Take-Two: Recession Is A "Car Crash," Not A Financial Crisis
The global financial situation is dark and intimidating, even though the video game industry still appears encased in a safety cocoon; one analysts have been talking about for months. Still, it's always interesting to hear what publishers think about the recession, and how it may affect gaming.
According to Reuters, Take-Two Chief Executive Strauss Zelnick spoke at the Reuters Media Summit in New York, and he said everyone should feel "encouraged by Black Friday," when sales were - perhaps surprisingly - quite good, considering the country's situation. Zelnick continued: "It was better than expectations, but it's pretty hard these days -- being slightly down is the new up." In this way, analysts and publishers agree that this holiday season should be fine for the industry, and we can all look forward to another growth year in 2009. Well, perhaps it won't be the kind of growth we saw in 2008, but even so, Zelnick refused to label the current situation as a "financial crisis." He then made the following elaborate analogy, though, which hints at possible "intensive care" emergencies in the future:
"We're still seeing the car crash, and the ambulences [sic] are still showing up at the scene. Maybe we're in the emergency room, but we're not even in the intensive care unit yet for a lot of these companies. But they will get there."
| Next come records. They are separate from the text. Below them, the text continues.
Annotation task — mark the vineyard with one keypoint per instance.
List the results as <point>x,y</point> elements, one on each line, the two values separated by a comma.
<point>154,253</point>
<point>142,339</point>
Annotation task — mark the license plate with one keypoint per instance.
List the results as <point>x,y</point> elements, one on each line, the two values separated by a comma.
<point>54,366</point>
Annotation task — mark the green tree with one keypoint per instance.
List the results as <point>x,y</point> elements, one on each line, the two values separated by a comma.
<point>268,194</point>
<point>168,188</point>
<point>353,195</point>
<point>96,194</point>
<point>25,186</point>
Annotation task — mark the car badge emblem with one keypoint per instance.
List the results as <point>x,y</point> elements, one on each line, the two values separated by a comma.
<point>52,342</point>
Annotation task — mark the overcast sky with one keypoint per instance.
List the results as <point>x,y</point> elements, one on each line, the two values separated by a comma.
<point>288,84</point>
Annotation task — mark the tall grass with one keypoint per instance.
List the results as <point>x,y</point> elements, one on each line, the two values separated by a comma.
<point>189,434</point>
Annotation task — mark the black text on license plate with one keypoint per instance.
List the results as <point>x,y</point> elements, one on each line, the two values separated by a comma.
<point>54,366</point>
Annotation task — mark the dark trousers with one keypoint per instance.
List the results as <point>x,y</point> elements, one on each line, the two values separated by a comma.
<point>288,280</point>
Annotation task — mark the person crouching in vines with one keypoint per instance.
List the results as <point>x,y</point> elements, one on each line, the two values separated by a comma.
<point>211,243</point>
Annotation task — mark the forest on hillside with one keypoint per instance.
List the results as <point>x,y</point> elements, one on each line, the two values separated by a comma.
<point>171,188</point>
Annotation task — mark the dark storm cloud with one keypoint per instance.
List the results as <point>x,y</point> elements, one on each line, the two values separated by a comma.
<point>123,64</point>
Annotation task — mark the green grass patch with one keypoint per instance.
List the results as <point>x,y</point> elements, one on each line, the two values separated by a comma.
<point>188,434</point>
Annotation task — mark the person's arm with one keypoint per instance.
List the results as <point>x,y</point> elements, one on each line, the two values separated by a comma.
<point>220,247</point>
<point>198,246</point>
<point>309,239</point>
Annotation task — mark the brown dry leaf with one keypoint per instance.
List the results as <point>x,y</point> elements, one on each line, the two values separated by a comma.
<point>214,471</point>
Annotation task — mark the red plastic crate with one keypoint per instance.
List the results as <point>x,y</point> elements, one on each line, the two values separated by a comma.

At this point, the only sufferers may be the small, independent developers. Without an accomplished backlog, publishers are unlikely to have faith in their projects and more likely to back the guarantees from larger development houses. The development of games needs capital like everything else; without that capital, and considering the loan crisis right now, small devs have few options. At least, that's how we see it. The big boys still seem okay.